2.3.2. Waihapa Reservoir Model

We built a reservoir model that includes stratigraphy, wellbore profiles, feed zone locations, etc., from the database in the Brynhild reservoir simulator of the Volsung software package [75]. The Waihapa reservoir model was generated based on reports available in the New Zealand Petroleum and Minerals Database and the GNS Science Petroleum Basin Explorer Database [73,76]. The stratigraphic distribution of the field was obtained, and a full grid of the field was created as shown in Figure 5, including the reservoir, aquifer, barrier region, subsurface lithology, and wellbore locations. The figure also shows colour-coded lithology information projected on a cut-section of the spatial interrelation between the wellbores and corresponding lithology.

A usual practice is to consider a grid larger than the field boundaries to reduce pressure boundary effects [77,78]. We model the field with a large area (3000 m × 11,000 m × 3600 m) along with an additional aquifer (6500 m wide) with water influx controlled using a barrier layer (450 m wide); see Figure 5 and Figure 6. The reservoir is modelled as a three-layered MINC dual-porosity medium [79]. The reservoir model’s dimensions (areal size and 190-m thickness) were determined from petroleum reports [80].

In the case of a petroleum reservoir, the boundary is defined by the structural trap and hydrocarbon–water contact [81]. By using a large grid to represent the total petroleum reserve and the volume of accessible fluid, pressure boundary effects can be reduced in the numerical solution [77].

Regarding discretisation, the spatial and temporal discretisation does not significantly affect the numerical solution for a homogeneous reservoir with constant porosity and permeability [77,82]. This is because hydraulic steady flow conditions are quickly achieved.

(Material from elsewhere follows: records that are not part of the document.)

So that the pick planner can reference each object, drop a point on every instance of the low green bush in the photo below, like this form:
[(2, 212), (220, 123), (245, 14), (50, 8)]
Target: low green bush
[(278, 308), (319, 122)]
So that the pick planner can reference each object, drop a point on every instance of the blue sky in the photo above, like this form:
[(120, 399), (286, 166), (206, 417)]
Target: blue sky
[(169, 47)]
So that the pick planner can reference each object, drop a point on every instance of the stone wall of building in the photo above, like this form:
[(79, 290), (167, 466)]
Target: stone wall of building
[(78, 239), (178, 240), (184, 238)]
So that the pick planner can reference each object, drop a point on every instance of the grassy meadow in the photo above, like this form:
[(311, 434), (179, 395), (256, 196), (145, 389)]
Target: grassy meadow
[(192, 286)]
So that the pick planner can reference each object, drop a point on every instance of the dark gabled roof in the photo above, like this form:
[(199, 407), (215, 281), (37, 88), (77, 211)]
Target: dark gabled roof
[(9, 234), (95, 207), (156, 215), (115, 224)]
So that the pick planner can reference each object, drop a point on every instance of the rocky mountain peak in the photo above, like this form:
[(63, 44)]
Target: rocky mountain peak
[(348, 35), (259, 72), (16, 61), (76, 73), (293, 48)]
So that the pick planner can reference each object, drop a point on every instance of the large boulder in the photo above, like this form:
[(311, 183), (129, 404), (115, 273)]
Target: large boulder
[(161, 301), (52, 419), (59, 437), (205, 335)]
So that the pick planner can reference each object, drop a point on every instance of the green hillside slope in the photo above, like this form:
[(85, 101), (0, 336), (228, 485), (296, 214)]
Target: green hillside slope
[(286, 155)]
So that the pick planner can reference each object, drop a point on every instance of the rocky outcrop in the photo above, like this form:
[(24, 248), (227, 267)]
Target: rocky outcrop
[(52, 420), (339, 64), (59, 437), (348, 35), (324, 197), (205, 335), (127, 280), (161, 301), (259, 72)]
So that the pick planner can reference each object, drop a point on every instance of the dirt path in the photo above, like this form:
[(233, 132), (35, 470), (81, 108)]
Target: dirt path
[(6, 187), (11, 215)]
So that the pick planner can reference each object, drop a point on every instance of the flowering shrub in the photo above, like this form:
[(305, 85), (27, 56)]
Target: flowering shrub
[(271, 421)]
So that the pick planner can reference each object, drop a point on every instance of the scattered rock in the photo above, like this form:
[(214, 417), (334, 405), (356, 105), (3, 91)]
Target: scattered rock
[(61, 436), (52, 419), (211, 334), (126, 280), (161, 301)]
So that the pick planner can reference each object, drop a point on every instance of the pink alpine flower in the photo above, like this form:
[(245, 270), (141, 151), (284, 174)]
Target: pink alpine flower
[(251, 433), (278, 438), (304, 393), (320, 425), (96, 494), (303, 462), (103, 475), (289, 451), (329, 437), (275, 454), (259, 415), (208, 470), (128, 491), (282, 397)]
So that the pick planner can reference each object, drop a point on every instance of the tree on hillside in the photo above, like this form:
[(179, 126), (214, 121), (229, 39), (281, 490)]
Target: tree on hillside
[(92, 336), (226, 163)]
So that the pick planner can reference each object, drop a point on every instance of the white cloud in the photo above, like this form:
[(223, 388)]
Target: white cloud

However, to evaluate the thermal behaviour of the reservoir, a fine grid mesh is recommended in the area of interest, particularly close to the wellbores [77]. In contrast, a coarse grid mesh can be used in the outer regions near the reservoir boundary [77]. Trade-offs need to be performed in terms of the number of grid cells to avoid excessively long computational times.

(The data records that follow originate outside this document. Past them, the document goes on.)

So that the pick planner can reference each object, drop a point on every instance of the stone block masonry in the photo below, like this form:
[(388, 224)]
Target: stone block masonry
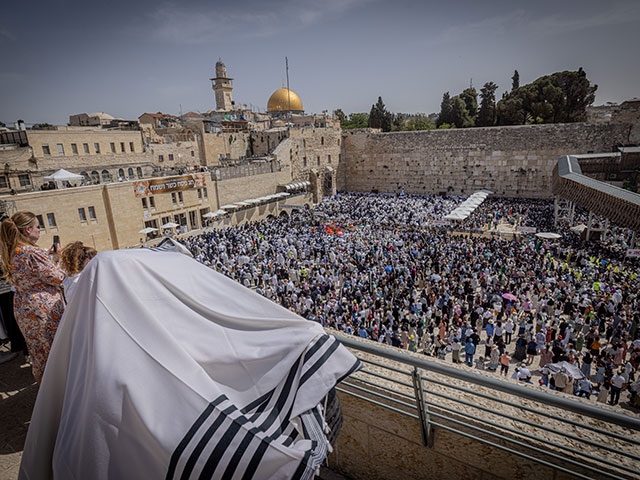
[(514, 161)]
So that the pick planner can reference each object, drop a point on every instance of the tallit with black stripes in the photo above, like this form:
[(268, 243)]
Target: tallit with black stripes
[(162, 368)]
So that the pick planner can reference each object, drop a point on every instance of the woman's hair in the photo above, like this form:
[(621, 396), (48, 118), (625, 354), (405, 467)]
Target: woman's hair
[(74, 256), (12, 235)]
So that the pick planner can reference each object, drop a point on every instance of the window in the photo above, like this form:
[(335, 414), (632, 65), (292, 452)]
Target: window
[(25, 181)]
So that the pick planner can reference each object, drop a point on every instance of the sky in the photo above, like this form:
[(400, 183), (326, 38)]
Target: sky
[(63, 57)]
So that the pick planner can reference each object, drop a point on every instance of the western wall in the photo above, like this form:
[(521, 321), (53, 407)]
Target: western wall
[(514, 161)]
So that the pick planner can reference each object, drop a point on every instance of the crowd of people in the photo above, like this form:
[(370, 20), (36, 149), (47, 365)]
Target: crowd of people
[(373, 266), (384, 267)]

The selected element size of 100 m in the grid independence study (

Table 2. Grid independence study.

Element Size	No. of Elements	Production Temperature	Absolute Error
m		K	%
20	277,760	353.96	0.00
60	66,000	354.72	0.21
100	34,650	354.809	0.24

) was chosen based on a balance between computational efficiency and result accuracy. While finer meshes (e.g., 20 m and 60 m) were tested, the difference in key output parameters—particularly the position and shape of the thermal front—were found to be negligible beyond the 100 m resolution. This choice is justified by the minimal variation observed in the thermal front location and shape between 100 m and 60 m where these values had stabilised.

In this setup, the model assumes no-flow boundary conditions on all four sides of the grid. Additionally, the model assumes atmospheric boundary conditions at the top of the grid, and the bottom surface acts as a hot plate to regulate reservoir temperature. The model begins with initial atmospheric temperature and pressure values, assuming the rock was saturated with water millions of years ago. The natural state run establishes the pressure and temperature distribution as observed before production starts.

Table 3. Model input values.

	Units	Reservoir Layer	Barrier Layer	Aquifer Layer
Type		Minc3D	Porous	Porous
Rock Properties
Porosity	%	0.2	0.2	0.25
Density	kg/m3	2600	2600	2600
Specific Heat	kJ/(kg · K)	1	1	1
Wet Heat Conductivity	W/(m · K)	2	2	2
Dry Heat Conductivity	W/(m · K)	2	2	2
Permeability
kx	1 × 10−14 m2	7	3	1
ky	1 × 10−14 m2	7	3	1
kz	1 × 10−14 m2	7	3	1

lists the values of each parameter used to model the reservoir, barrier, and aquifer. The rock properties, such as permeability and porosity, are set based on available petroleum reports. The dual-porosity reservoir is modelled using 3 MINC layers each with a volume fraction of 10%, 20%, and 70%, with 100 m fracture spacing in each direction, a matrix porosity of 5%, and a matrix permeability of 1 × 10⁻¹⁹ m².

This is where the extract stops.